Nécrobotique ou comment transformer des carcasses d’araignées en pinces robotiques
Alors que nous avons vu un certain nombre de pinces robotiques inspirées par divers animaux, des scientifiques américains ont adopté une approche beaucoup plus « directe ». Ils ont conçu une méthode consistant à utiliser de véritables araignées mortes pour saisir délicatement de petits objets.
Contrairement aux mammifères, qui déplacent leurs membres en étendant et en contractant des muscles opposés, les araignées déplacent leurs pattes par pression hydraulique. Plus précisément, elles possèdent une « chambre prosomatique » située près de leur tête, qui envoie du sang dans les pattes lorsqu’elle se contracte, ce qui entraîne l’extension des pattes. Lorsque la pression est relâchée, les pattes se referment.
Dirigée par le professeur Daniel Preston et l’étudiante diplômée Faye Yap, une équipe de l’Université Rice au Texas a cherché à savoir si elle pouvait déclencher manuellement de tels mouvements chez des araignées-loups mortes. Les scientifiques ont baptisé ce domaine de recherche « nécrobotique ».
Le processus commence par l’euthanasie de l’araignée, après quoi une aiguille est insérée dans la chambre du prosoma. Une goutte de colle est ensuite ajoutée au point d’insertion, afin de maintenir l’aiguille en place.
Une illustration présentant le processus par lequel les ingénieurs en mécanique de l’université Rice transforment des araignées décédées en pinces nécrotiques. (Preston Innovation Laboratory/ Université Rice)
À l’aide d’une seringue fixée à cette aiguille, une petite quantité d’air est ensuite poussée dans la chambre, ce qui entraîne l’ouverture des pattes. Lorsque l’air est retiré de la chambre, les pattes se referment. Lors des tests effectués jusqu’à présent, les pinces nécrotiques à base d’araignée ont été capables de soulever plus de 130 % du poids corporel de l’araignée elle-même.

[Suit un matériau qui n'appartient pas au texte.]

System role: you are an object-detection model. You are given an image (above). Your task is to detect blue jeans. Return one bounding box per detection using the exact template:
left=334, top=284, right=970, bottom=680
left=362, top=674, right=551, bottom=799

Une pince nécrobotique est utilisée pour soulever un cavalier et interrompre un circuit électronique, en éteignant une LED. (Preston Innovation Laboratory/ Université Rice)
Selon les chercheurs, une carcasse d’araignée peut supporter environ 1 000 cycles d’ouverture/fermeture avant que ses tissus ne commencent à se dégrader. Ils espèrent que l’ajout d’un revêtement en polymère pourrait augmenter la longévité.
En plus d’être un sujet plutôt effrayant d’une étude scientifique, les pinces nécrotiques pourraient avoir quelques applications pratiques.
Selon Preston :
Nous pourrions nous pencher sur de nombreuses tâches de prélèvement et de positionnement, des tâches répétitives comme le tri ou le déplacement d’objets à ces petites échelles, et peut-être même des choses comme l’assemblage de microélectronique. De plus, les araignées elles-mêmes sont biodégradables. Nous n’introduisons donc pas un grand flux de déchets, ce qui peut être un problème avec des composants plus traditionnels.
L’étude publiée dans Advanced Science : Necrobotics: Biotic Materials as Ready-to-Use Actuators et présentée sur le site de l’Université Rice : Rice engineers get a grip with ‘necrobotic’ spiders.